Above them was the temple. Dallas stood in front of their car and stared, shading her eyes to see across the expanse of desert. From where she was she could see several large, free-standing pieces remained of the massive stone walls surrounding the temple. The tops of the walls were crumbling in places.
Colton was soon beside her. He let out a long whistle. “Unbelievable.”
“Right?” Dallas said and turned to smile at him. He grabbed her hand and she squeezed it tightly.
Abet called her name and Dallas and Colton walked over to join the two uniformed men. As she approached, Dallas rummaged in her bag and found the document with the Minister’s signature.
The men gave her the once over and then one of them reached for the paper. He read it, his lips moving and then handed it to the other man who looked at it for a brief second before nodding.
They said something to Abet who turned to her.
“They said it’s closed for the day.”
Dallas threw back her shoulders, jutted out her chin and met the men’s eyes as she spoke.
“Tell them the minister said I could be here any time I want and if they have a problem with it I can call him now.” She reached for her cell phone.
After Abet relayed the information, one of the men frowned. The other glared at Dallas and spit on the ground but then moved aside, muttering something.
Abet turned to go back to the car. “Let’s go. They said we can drive up to that clearing and park there.”
“I’ll walk,” Dallas said.
She held her breath as she strode past the two men with guns but they didn’t move or say anything. Soon Colton and Abet drove by in the car. She looked up in time to see Colton give a smile and little wave.
By the time she got to the clearing, Colton had popped the trunk of the car and withdrawn some equipment he’d brought. Mainly cameras and other survey equipment. A shipment of other excavating materials was expected the next day.
“I’m going to take some measurements of the area,” Colton said.
Dallas scanned the walls of the temple and then headed toward a tall opening in the wall.

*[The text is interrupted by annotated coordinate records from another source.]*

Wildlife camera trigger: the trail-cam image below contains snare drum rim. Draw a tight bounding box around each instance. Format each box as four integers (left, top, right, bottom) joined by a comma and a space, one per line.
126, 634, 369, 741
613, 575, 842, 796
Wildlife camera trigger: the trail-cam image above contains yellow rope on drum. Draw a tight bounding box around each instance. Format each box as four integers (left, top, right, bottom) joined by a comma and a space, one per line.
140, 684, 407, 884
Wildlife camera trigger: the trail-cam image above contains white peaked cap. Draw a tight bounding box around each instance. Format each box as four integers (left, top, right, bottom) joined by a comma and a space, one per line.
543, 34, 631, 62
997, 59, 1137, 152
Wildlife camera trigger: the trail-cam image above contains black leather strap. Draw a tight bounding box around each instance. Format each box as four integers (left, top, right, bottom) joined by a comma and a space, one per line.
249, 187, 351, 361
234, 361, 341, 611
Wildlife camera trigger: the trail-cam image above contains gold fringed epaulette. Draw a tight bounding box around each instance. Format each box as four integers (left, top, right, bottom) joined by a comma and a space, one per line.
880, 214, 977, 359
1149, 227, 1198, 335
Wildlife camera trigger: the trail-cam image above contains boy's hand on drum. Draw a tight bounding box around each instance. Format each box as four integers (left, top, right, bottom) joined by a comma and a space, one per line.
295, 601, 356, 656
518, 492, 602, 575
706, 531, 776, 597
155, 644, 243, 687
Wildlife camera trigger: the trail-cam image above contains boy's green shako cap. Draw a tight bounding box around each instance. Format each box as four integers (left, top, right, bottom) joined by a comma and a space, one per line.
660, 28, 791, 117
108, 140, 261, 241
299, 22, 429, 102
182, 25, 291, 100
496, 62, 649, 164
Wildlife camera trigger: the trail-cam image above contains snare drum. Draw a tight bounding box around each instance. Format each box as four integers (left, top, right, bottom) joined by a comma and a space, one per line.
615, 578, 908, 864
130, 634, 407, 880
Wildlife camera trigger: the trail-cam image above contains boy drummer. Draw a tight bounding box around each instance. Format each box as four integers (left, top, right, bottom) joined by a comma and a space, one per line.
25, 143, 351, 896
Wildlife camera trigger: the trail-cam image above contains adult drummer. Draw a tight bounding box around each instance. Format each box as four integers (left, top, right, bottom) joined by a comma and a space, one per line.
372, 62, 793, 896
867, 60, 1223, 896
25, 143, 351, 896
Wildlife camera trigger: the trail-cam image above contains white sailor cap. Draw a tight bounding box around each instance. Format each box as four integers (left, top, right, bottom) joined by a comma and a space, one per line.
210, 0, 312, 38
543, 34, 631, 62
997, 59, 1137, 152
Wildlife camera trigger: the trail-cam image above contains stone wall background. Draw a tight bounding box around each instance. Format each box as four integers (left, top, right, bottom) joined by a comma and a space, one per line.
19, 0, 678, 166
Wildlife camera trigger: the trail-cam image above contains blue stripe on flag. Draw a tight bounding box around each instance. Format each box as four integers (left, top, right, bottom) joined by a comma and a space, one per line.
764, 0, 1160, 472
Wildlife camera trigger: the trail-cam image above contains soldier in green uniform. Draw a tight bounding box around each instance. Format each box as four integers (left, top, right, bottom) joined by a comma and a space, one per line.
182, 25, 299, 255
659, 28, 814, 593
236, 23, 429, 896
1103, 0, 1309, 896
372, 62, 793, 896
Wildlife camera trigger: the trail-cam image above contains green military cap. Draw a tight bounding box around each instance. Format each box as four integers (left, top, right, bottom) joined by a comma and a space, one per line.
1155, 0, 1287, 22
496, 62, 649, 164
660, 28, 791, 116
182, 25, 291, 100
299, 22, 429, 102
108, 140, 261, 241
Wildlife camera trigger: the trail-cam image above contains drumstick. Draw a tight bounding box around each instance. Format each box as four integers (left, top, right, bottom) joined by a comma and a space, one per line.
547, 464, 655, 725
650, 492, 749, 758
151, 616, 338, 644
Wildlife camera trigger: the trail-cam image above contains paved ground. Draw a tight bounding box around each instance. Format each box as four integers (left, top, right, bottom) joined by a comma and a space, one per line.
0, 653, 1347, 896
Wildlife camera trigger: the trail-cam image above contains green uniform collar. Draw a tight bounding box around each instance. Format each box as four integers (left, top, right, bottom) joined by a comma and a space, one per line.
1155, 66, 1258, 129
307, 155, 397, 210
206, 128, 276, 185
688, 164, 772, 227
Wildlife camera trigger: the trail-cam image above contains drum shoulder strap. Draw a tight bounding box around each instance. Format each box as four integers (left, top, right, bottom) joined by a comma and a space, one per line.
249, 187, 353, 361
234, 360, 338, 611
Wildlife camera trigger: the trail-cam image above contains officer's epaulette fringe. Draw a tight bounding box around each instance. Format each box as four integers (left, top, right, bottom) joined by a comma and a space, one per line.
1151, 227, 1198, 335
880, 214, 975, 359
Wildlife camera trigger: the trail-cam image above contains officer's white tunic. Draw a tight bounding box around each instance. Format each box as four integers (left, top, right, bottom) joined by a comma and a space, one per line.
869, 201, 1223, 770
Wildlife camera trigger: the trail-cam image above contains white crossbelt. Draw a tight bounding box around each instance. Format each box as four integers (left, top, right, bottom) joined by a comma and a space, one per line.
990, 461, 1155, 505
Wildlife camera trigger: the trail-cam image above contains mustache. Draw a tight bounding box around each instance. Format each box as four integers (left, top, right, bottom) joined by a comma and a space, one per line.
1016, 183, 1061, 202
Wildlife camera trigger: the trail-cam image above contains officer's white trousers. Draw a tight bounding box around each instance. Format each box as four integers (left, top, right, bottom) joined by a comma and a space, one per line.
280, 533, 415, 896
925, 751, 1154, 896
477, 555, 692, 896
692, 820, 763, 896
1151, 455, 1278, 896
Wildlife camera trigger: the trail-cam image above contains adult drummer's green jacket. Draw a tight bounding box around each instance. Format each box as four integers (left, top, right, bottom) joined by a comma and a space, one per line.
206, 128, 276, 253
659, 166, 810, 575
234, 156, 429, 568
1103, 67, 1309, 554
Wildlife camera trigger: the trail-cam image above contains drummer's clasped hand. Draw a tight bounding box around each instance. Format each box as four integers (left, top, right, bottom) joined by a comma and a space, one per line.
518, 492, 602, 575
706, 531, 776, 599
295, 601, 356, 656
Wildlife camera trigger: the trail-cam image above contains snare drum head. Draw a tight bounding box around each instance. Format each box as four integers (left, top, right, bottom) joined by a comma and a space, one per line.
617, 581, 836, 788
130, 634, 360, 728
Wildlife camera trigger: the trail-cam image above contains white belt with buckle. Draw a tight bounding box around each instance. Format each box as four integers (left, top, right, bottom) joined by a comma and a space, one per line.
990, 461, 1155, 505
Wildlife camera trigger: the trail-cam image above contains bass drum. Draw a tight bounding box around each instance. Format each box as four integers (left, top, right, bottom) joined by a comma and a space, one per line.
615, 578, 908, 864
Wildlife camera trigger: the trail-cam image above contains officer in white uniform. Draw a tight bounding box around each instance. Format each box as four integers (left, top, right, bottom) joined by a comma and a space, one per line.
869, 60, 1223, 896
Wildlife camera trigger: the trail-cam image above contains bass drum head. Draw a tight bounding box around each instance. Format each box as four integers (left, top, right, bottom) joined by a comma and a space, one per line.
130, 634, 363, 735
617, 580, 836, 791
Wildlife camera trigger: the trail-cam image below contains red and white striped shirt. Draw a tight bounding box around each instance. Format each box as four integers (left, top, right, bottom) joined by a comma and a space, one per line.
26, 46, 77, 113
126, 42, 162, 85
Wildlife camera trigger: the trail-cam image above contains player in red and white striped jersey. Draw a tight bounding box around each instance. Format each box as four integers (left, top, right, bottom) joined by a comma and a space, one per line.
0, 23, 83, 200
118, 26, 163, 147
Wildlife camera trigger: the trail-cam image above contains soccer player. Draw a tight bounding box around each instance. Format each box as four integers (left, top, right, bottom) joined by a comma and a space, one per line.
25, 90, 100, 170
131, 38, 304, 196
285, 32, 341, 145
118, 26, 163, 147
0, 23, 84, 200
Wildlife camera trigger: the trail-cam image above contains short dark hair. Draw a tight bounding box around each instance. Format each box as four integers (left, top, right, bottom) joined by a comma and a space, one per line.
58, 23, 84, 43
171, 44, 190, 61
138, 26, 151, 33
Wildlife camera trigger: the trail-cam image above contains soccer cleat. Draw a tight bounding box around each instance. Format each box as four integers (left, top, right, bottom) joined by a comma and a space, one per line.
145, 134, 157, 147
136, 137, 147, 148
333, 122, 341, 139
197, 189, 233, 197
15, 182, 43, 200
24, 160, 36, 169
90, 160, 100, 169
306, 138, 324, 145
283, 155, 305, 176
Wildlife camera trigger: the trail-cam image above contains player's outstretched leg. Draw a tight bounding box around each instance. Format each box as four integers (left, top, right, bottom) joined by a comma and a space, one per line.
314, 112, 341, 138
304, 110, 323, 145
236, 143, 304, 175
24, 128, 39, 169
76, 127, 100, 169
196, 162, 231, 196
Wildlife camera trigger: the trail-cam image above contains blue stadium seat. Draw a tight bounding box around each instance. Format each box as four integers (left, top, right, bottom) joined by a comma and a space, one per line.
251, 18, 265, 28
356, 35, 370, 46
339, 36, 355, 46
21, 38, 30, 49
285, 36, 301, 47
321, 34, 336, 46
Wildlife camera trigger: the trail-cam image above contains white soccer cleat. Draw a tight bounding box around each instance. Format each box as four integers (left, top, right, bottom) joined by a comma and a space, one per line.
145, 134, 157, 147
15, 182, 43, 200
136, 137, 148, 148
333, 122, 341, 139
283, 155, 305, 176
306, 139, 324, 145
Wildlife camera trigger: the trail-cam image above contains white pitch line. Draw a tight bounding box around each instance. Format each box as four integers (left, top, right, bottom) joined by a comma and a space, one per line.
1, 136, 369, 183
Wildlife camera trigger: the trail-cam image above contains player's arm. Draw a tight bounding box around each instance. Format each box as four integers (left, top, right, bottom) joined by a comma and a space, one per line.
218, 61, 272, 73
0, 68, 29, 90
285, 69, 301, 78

Inside, the desert floor was the same as outside, sand dotted with small circles of brush. But up against one said were massive stone blocks that seemed to scale up to the top of the wall in that area. The ruins.
Her heart beating wildly in her chest, Dallas reached out and touched a nearby stone. Cleopatra had been here. And might be somewhere in this temple. It was awe-inspiring.
Colton was suddenly beside her. “Wow.” He was snapping off some photos with a special camera.
“I know,” she said. But then she quickly brushed off her fangirl thoughts and began to think like an archeologist. As she surveyed the area, it didn’t take long for her to spot her first surveillance spot. It was a small ridge at the eastern edge of the dig site.
“I’ll be back soon,” she said. She grabbed a bottle of water and her camera and took off.
The sun had begun to set by the time Dallas felt like she’d gotten a feel for the layout of the temple and some possible ideas about where she would start digging once the permit was granted.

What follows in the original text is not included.